On the second morning, as we chattered and laughed while preparing our breakfast, I turned to my friend, Karen - my "teacher". She had been asking me for several months, "are you lonely?" ("no!") That morning, I turned to her and said, "NOW, I know what lonely is..."

That was the first of 10 consecutive Labor Day reunions - each with a different assortment of individuals, each with a unique feel and theme. A decade of laughter, joy, confrontation and support. A group of individuals who continue to support each other, and love each other across America - on line and in person. Totally unbelievable... but, OH how grateful I am to have stepped out of my comfort zone, and listened to the Gentle Voice Within...

Struggles...

Please believe me. I have struggled and I do struggle.

My journey with God has not been one of sweet surrender and never-ending bliss. In fact, the words of a song resonate with me: "I'd rather fight you for something I don't really want, than take what you give that I need". That's me.
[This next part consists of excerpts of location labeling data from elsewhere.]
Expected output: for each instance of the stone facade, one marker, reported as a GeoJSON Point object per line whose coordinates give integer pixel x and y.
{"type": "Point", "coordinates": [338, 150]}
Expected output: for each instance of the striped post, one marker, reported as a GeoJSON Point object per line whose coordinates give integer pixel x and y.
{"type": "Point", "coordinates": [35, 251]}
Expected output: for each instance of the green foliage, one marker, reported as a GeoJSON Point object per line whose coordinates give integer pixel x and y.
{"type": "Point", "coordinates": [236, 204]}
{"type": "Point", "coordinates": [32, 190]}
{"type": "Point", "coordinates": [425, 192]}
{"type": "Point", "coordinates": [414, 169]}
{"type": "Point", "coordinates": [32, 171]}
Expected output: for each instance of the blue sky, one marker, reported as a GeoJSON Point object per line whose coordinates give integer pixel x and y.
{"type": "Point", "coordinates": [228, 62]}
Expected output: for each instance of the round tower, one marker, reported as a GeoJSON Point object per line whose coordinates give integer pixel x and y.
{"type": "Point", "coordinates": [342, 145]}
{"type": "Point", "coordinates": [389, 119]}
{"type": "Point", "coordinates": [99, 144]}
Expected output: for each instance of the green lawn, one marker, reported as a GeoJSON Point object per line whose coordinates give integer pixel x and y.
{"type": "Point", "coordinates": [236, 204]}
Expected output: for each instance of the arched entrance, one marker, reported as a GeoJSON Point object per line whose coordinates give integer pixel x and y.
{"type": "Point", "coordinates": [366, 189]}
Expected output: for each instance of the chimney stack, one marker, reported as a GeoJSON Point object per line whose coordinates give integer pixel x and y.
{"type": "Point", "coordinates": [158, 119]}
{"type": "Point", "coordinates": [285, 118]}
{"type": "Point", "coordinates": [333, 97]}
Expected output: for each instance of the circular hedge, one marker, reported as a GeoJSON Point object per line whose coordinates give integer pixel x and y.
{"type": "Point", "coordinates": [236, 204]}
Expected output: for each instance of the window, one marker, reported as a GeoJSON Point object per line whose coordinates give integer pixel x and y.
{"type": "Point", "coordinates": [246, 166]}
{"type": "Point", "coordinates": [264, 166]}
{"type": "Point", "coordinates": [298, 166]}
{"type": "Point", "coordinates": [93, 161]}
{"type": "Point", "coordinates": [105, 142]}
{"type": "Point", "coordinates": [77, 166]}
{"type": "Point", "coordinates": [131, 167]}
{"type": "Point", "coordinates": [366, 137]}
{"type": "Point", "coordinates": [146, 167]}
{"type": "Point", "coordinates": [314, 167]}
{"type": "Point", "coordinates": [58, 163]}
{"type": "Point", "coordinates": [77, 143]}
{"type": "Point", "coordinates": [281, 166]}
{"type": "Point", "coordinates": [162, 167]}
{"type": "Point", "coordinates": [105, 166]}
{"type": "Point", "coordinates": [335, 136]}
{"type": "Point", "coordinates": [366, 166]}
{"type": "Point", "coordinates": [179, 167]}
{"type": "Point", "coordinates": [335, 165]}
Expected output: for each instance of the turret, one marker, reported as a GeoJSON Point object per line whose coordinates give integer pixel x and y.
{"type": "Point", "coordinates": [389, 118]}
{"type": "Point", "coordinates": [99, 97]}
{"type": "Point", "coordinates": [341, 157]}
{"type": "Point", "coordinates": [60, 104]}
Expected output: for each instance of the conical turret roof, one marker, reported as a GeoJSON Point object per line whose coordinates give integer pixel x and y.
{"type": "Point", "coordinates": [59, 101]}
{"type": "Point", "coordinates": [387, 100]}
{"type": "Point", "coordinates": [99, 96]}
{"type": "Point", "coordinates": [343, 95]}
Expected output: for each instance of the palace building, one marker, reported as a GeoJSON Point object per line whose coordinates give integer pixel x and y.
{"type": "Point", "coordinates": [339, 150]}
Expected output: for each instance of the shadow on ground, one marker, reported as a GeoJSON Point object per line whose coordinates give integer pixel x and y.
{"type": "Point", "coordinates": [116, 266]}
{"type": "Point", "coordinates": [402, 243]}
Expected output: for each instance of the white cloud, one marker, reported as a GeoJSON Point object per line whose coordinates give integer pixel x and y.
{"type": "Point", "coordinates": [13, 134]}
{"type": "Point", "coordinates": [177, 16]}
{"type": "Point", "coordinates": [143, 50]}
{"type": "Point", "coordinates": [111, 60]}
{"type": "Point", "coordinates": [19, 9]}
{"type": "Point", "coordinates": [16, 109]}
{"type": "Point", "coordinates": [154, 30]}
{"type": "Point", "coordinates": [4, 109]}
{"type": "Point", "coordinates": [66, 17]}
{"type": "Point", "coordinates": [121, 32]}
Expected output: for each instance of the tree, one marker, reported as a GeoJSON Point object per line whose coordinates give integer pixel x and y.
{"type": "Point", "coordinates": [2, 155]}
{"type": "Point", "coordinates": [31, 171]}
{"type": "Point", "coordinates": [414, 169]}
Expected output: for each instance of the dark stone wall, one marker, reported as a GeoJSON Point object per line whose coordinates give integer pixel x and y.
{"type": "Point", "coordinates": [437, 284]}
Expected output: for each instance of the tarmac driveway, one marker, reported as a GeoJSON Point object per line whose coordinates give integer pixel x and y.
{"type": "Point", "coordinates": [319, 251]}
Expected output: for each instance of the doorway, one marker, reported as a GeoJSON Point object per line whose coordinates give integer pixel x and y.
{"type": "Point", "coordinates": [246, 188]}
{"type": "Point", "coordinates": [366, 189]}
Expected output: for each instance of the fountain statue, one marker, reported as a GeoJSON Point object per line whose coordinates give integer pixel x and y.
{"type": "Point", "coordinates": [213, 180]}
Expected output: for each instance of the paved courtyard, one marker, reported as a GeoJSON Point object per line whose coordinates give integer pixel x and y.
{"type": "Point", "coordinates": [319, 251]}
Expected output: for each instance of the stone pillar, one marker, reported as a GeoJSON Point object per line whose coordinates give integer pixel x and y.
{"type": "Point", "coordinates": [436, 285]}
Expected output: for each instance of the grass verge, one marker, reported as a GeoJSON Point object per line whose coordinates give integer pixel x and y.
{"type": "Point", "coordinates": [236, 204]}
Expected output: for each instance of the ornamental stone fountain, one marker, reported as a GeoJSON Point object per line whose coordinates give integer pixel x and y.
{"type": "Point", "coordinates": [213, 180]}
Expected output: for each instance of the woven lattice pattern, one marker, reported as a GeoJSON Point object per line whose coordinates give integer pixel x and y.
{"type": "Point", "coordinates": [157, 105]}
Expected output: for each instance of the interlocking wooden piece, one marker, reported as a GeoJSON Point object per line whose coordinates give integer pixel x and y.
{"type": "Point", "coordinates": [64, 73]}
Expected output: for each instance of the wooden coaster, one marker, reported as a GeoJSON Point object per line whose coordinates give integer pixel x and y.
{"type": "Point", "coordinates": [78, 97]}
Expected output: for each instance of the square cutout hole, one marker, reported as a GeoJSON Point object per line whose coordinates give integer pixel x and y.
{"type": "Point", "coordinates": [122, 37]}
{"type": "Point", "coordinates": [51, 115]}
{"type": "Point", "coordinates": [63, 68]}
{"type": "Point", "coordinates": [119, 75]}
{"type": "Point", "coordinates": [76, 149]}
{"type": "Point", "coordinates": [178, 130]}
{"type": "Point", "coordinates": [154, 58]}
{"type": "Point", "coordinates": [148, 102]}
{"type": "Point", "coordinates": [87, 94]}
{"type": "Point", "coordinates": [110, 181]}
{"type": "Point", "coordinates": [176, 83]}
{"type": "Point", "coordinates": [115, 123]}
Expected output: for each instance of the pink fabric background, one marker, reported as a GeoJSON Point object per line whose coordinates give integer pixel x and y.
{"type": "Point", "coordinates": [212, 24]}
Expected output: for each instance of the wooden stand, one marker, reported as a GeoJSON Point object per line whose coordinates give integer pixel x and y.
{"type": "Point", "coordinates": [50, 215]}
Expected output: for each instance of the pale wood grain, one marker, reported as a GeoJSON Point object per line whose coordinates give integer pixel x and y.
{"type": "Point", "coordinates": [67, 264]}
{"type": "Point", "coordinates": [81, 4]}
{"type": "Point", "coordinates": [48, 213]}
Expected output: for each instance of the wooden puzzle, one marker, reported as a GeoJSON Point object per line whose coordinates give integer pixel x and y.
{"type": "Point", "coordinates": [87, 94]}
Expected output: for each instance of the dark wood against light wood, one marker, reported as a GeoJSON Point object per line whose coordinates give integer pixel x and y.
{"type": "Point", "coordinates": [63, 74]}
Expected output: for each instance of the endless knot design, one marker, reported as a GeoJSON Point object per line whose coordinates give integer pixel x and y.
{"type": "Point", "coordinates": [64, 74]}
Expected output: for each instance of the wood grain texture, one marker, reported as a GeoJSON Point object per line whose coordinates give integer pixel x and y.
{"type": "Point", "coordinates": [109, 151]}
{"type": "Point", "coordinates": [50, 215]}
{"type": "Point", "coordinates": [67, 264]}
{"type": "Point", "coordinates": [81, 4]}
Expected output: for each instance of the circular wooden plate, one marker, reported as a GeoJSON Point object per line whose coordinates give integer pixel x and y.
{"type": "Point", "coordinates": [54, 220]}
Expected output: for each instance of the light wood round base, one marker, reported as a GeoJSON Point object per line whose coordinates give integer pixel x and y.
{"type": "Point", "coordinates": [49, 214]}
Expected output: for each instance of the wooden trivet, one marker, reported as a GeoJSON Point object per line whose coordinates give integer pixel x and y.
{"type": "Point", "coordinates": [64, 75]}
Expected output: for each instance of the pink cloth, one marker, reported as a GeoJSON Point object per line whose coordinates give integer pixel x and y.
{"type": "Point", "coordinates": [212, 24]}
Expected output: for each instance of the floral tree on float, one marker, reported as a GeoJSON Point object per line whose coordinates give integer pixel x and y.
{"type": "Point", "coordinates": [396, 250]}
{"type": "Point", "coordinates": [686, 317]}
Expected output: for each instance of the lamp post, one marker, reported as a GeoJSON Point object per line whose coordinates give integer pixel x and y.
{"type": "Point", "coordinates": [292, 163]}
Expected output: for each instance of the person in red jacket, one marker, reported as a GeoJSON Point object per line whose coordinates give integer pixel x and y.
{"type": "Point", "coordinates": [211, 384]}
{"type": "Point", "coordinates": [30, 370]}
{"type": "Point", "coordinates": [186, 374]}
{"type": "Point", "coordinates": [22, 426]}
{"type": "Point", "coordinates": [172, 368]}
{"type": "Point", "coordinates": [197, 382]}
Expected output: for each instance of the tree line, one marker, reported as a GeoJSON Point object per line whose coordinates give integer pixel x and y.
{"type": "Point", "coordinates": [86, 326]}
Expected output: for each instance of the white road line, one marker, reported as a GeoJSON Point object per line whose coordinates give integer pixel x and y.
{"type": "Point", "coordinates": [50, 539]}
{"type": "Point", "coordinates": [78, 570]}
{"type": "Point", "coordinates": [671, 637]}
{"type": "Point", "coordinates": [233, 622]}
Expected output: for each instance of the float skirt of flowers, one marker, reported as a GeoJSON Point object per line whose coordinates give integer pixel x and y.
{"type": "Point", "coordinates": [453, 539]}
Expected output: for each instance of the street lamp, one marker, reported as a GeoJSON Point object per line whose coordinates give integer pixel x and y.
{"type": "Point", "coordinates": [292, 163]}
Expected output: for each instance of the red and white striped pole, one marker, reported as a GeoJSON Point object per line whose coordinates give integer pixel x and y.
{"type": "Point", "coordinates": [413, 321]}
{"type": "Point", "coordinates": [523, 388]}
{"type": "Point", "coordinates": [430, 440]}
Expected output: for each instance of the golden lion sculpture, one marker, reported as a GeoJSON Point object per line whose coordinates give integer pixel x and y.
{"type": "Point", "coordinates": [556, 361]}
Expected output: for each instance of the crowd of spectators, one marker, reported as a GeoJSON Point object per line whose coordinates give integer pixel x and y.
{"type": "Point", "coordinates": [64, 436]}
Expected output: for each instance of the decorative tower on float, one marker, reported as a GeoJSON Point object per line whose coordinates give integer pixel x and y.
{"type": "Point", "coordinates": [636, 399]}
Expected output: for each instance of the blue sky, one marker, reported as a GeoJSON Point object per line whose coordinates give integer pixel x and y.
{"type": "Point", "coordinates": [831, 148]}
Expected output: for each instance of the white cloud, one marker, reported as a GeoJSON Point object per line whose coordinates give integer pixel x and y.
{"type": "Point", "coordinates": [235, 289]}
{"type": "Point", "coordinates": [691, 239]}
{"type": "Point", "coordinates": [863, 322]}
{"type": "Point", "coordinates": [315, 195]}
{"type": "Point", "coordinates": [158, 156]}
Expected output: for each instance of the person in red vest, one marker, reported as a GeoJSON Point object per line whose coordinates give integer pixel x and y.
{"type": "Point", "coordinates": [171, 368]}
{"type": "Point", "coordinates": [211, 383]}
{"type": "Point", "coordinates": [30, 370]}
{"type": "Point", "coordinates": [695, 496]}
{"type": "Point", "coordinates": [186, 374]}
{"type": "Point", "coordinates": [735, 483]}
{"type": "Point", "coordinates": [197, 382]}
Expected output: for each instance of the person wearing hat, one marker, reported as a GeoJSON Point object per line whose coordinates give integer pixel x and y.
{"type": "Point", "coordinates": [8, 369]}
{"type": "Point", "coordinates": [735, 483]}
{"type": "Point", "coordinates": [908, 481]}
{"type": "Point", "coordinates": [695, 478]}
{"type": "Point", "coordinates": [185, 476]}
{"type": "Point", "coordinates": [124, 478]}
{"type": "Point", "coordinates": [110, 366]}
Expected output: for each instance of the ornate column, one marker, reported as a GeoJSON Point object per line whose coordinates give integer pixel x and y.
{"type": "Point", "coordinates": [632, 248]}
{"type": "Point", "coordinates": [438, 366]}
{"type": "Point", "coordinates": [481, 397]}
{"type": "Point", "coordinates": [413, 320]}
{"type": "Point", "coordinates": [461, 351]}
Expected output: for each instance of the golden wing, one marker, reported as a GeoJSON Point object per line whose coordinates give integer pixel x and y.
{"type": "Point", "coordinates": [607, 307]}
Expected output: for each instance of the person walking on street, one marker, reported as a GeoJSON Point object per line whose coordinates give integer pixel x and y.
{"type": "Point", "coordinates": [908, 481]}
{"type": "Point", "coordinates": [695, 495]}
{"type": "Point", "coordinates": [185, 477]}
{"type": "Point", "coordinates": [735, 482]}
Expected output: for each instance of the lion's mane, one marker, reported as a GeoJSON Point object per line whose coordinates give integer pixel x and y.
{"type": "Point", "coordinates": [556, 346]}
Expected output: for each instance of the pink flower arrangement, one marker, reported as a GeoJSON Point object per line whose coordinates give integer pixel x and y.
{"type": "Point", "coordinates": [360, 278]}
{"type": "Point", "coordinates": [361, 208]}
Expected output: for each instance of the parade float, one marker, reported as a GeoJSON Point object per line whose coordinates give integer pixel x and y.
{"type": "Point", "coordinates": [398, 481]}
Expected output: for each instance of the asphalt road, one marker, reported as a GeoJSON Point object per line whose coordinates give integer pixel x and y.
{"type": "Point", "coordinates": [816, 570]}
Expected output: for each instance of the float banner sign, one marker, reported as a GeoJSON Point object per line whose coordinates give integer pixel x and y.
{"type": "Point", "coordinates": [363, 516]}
I am independent to a fault. My nature is to press forward under my own power, and when I mess up, implement my own damage control strategies.

If you can imagine the picture accompanying the poem, "Footprints in the Sand". We're always shown the beautifully placed footprints, surely set by the edge of the sea. What we're not shown - in my life anyhow - is the stretch of beach that precedes these surefooted prints. Looking at where I've been, there is the disarray. The stretch of beach where I have clamored, thrashed and wrestled. The areas where I have attempted to hold on, to claw at the sand and maintain my position, rather than allow myself to be carried.

Fortunately, I am teachable, and God is patient and kind. I resist, He waits... I wrestle myself to exhaustion, He waits. He reminds me of the previous times when, out of desperation, I have surrendered. Reminds me of the comfort and peace that is mine for the asking - if I would only quit fighting.